Central Limit Theorem
Interactive simulation demonstrating the Central Limit Theorem
The Central Limit Theorem is one of the most fundamental concepts in statistics. Formally, if $X_1,\dots,X_n$ are i.i.d. with $\mathbb{E}[X_i]=\mu$ and $\operatorname{Var}(X_i)=\sigma^2<\infty$, then \(\frac{\sum_{i=1}^n X_i - n\mu}{\sigma\sqrt{n}} \xrightarrow{d} \mathcal{N}(0,1),\) equivalently, \(\sqrt{n}\,\frac{\bar X_n - \mu}{\sigma} \xrightarrow{d} \mathcal{N}(0,1),\) where $\bar X_n = \tfrac{1}{n}\sum_{i=1}^n X_i$. The proof is elegant and surprisingly straightforward. At a high level, you compute the characteristic function of the normalized sample mean and show that the higher-order terms in its Taylor expansion vanish as $n$ grows, so it converges to the characteristic function of a standard normal.

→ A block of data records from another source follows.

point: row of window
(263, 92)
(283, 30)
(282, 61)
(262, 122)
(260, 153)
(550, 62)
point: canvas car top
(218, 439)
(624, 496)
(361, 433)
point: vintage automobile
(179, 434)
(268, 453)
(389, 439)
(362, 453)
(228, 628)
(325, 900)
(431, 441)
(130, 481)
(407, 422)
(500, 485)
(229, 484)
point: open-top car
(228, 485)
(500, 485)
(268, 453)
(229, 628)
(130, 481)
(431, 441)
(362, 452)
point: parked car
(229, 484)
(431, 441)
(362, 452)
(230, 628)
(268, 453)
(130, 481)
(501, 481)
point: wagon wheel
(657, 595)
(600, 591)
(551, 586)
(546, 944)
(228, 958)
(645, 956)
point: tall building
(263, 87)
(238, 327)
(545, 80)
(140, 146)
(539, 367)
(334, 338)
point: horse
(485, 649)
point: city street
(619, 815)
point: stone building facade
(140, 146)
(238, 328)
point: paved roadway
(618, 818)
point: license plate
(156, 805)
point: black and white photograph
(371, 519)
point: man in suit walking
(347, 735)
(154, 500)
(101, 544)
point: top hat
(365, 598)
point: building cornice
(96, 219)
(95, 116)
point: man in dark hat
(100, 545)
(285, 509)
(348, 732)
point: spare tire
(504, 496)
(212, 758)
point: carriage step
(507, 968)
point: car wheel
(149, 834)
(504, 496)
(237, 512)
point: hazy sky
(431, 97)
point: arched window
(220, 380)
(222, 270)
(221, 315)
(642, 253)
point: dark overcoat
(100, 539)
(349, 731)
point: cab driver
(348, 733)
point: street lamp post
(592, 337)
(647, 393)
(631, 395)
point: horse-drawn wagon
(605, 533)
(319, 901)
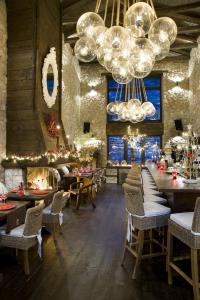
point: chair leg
(139, 252)
(78, 202)
(195, 273)
(169, 256)
(124, 252)
(26, 263)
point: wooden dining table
(14, 217)
(30, 196)
(182, 196)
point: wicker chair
(79, 190)
(24, 236)
(52, 215)
(142, 217)
(186, 228)
(149, 197)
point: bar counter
(182, 196)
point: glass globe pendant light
(121, 74)
(115, 37)
(142, 59)
(165, 28)
(85, 49)
(133, 34)
(148, 109)
(87, 23)
(140, 15)
(160, 48)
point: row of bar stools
(142, 217)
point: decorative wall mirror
(50, 78)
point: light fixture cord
(124, 12)
(116, 93)
(113, 13)
(98, 3)
(140, 90)
(120, 96)
(134, 89)
(144, 91)
(118, 13)
(152, 5)
(126, 89)
(106, 11)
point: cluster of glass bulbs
(135, 109)
(128, 51)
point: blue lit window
(116, 149)
(151, 146)
(153, 91)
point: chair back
(134, 176)
(133, 199)
(57, 203)
(133, 182)
(196, 217)
(33, 220)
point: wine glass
(4, 197)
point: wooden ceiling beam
(183, 46)
(179, 8)
(181, 52)
(181, 17)
(188, 29)
(186, 38)
(68, 3)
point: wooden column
(34, 26)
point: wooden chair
(186, 228)
(52, 216)
(81, 190)
(24, 236)
(147, 197)
(142, 217)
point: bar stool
(185, 227)
(151, 198)
(142, 217)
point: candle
(174, 174)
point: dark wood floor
(84, 263)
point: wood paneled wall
(34, 27)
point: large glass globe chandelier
(127, 44)
(133, 106)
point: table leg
(184, 201)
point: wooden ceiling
(186, 14)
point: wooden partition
(34, 26)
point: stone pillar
(3, 81)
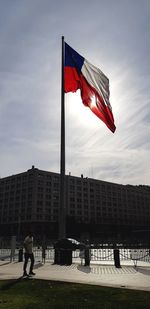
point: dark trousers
(28, 256)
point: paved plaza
(127, 276)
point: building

In practice, the CLT says that the distribution of sample means becomes approximately normal as the sample size increases, regardless of the shape of the underlying population (assuming finite variance).
As a student, I struggled to build intuition for the CLT. An interactive demo I once used finally made it click, so I recreated a version here.
How to Use
- Select a Distribution: Choose from Uniform, Normal, Exponential, Bimodal, Right Skewed, or create your own Custom distribution
- For Custom: Click and drag on the parent population chart to draw any distribution shape you want!
- Set Sample Size (N): Adjust the slider to change how many values are in each sample
- Draw Samples:
- Click “Draw Sample of 1” or “Draw Sample of 5” to see the full animation
- Watch individual data points drop onto the middle chart one by one
- See the sample mean line appear in red
- Watch the mean drop down into the sampling distribution
- Click “Draw 1000 Samples” for quick bulk sampling (without animation)
- Animate: Click “Animate” to continuously draw samples and watch the Central Limit Theorem in action! Click again to stop.
- Reset: Clear all samples and start fresh (also clears custom distributions)
What You’re Seeing
- Top Chart: The parent population distribution you’re sampling from
- Middle Chart: The current sample with individual values shown as blue dots, and the sample mean marked by a red dashed line
- Bottom Chart: The distribution of all sample means collected so far, with a red curve showing the theoretical normal distribution
Key Observations
- Shape: No matter how skewed or unusual the parent distribution is, the sampling distribution of means approaches a normal distribution as you draw more samples
- Center: The mean of the sampling distribution approximates the population mean
- Spread: The standard deviation of the sampling distribution (Standard Error) equals σ/√n, where σ is the population standard deviation and n is the sample size
Try creating a weird custom distribution (bimodal, trimodal, super skewed) and watch how the CLT still produces a beautifully normal distribution of sample means!